ElasticsearchRecord

ActiveRecord adapter for Elasticsearch

ElasticsearchRecord is a ActiveRecord adapter and provides similar functionality for Elasticsearch.

PLEASE NOTE:

This is the main-branch, which currently supports rails 7.1 (see section 'Rails_Versions' for supported versions)
supports ActiveRecord ~> 7.1 + Elasticsearch >= 7.17
added features up to Elasticsearch 8.16.1
tested with Elasticsearch 8.15.2

Rails versions

Supported rails versions:

Rails 7.1:

(since gem version 1.8)

https://github.com/ruby-smart/elasticsearch_record/tree/rails-7-1-stable

Rails 7.0:

(until gem version 1.7)

https://github.com/ruby-smart/elasticsearch_record/tree/rails-7-0-stable

Installation

Add this line to your application's Gemfile:

gem 'elasticsearch_record', '~> 1.8'

# alternative
gem 'elasticsearch_record', git: 'https://github.com/ruby-smart/elasticsearch_record', branch: 'rails-7-1-stable'
gem 'elasticsearch_record', git: 'https://github.com/ruby-smart/elasticsearch_record', branch: 'rails-70-stable'

And then execute:

$ bundle install

Or install it yourself as:

$ gem install elasticsearch_record

Features

ActiveRecord's create, read, update & delete behaviours
Active Record Query Interface
- query-chaining
- scopes
- additional relation methods to find records with filter, must, must_not, should
- aggregated queries with Elasticsearch aggregation methods
- resolve search response hits, aggregations, buckets, ... instead of ActiveRecord objects
Third-party gem support
- access elasticsearch-dsl query builder through model.search{ ... }
Schema
- dump
- create & update of tables (indices) with mappings, settings & aliases
Instrumentation for ElasticsearchRecord
- logs Elasticsearch API-calls
- shows Runtime in logs

Notice

Since ActiveRecord does not have any configuration option to support transactions and Elasticsearch does NOT support transactions, it may be risky to ignore them.

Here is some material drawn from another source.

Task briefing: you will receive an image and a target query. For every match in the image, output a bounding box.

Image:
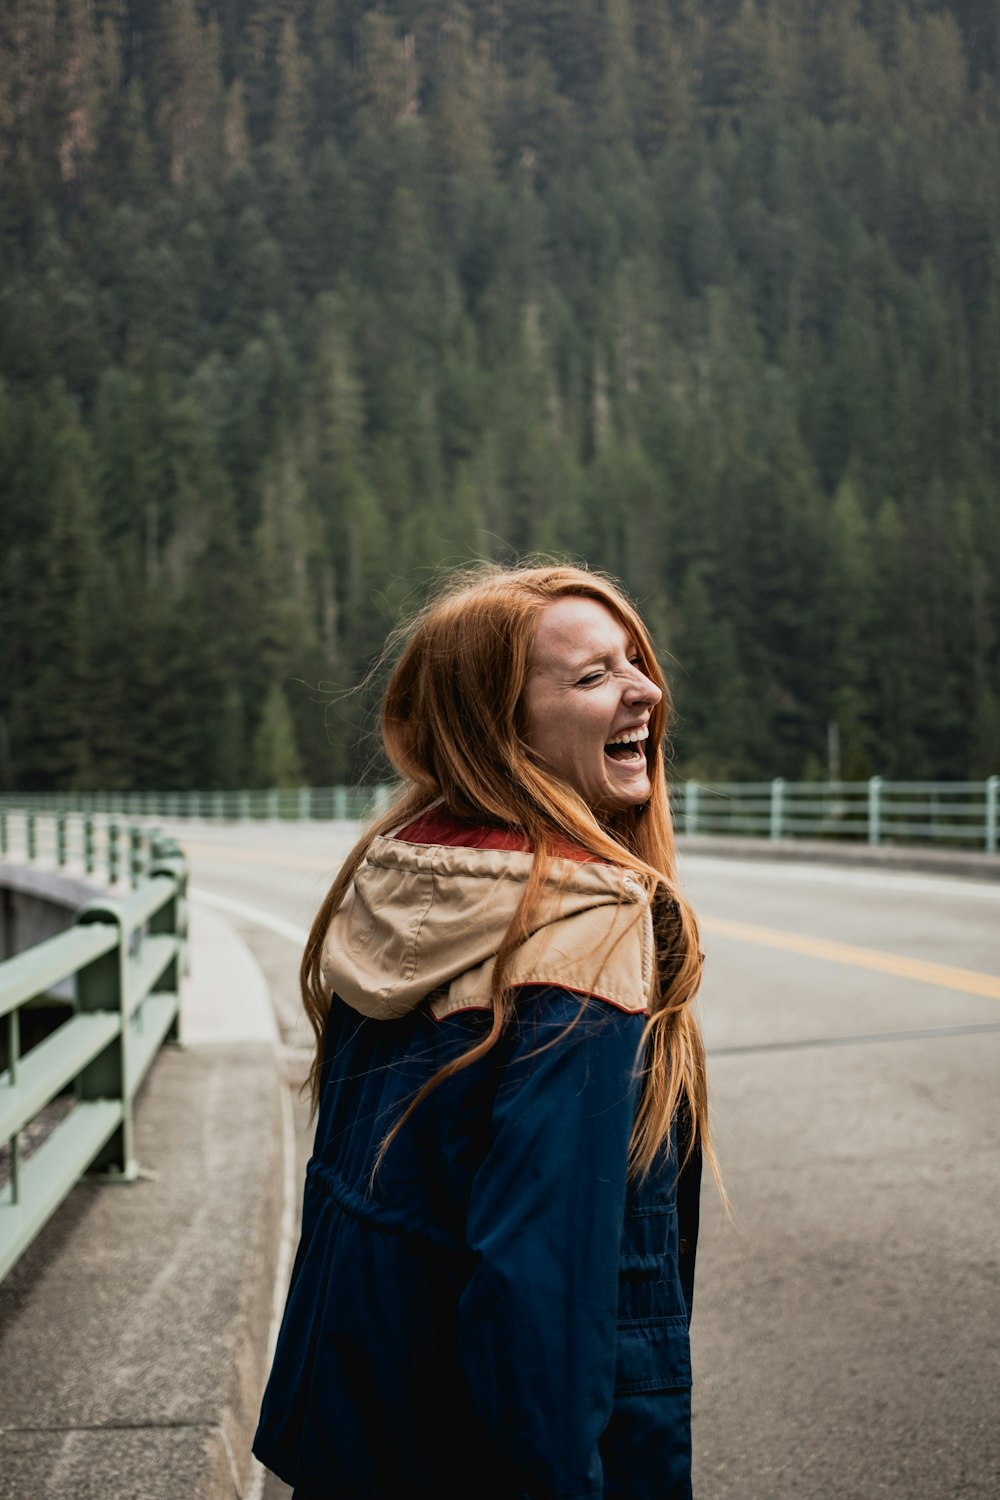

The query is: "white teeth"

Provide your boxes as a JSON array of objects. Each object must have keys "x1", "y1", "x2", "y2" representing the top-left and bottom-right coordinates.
[{"x1": 606, "y1": 726, "x2": 649, "y2": 747}]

As a default, transactions are 'silently swallowed' to not break any existing applications...

To raise an exception while using transactions on a ElasticsearchRecord model, the following flag can be enabled. However enabling this flag will surely fail transactional tests (prevent this with 'use_transactional_tests=false')

# config/initializers/elasticsearch_record.rb

# enable transactional exceptions
ElasticsearchRecord.error_on_transaction = true

Setup

a) Update your database.yml and add a elasticsearch connection:

 # config/database.yml

 development:
   primary:
     # <...>

   # elasticsearch
   elasticsearch:
     adapter: elasticsearch
     host: localhost:9200
     user: elastic
     password: '****'

     # enable ES verbose logging
     # log: true

     # add table (index) prefix & suffix to all 'tables'
     # table_name_prefix: 'app-'
     # table_name_suffix: '-development'

 production:
   # <...>

   # elasticsearch
   elasticsearch:
     # <...>

     # add table (index) prefix & suffix to all 'tables'
     # table_name_prefix: 'app-'
     # table_name_suffix: '-production'

 test:
   ...

b) Require `elasticsearch_record/instrumentation` in your application.rb (if you want to...):

# config/application.rb

require_relative "boot"

require "rails"
# Pick the frameworks you want:

# <...>

# add instrumentation
require 'elasticsearch_record/instrumentation'

module Application
   # ...
end

c) Create a model that inherits from `ElasticsearchRecord::Base` model.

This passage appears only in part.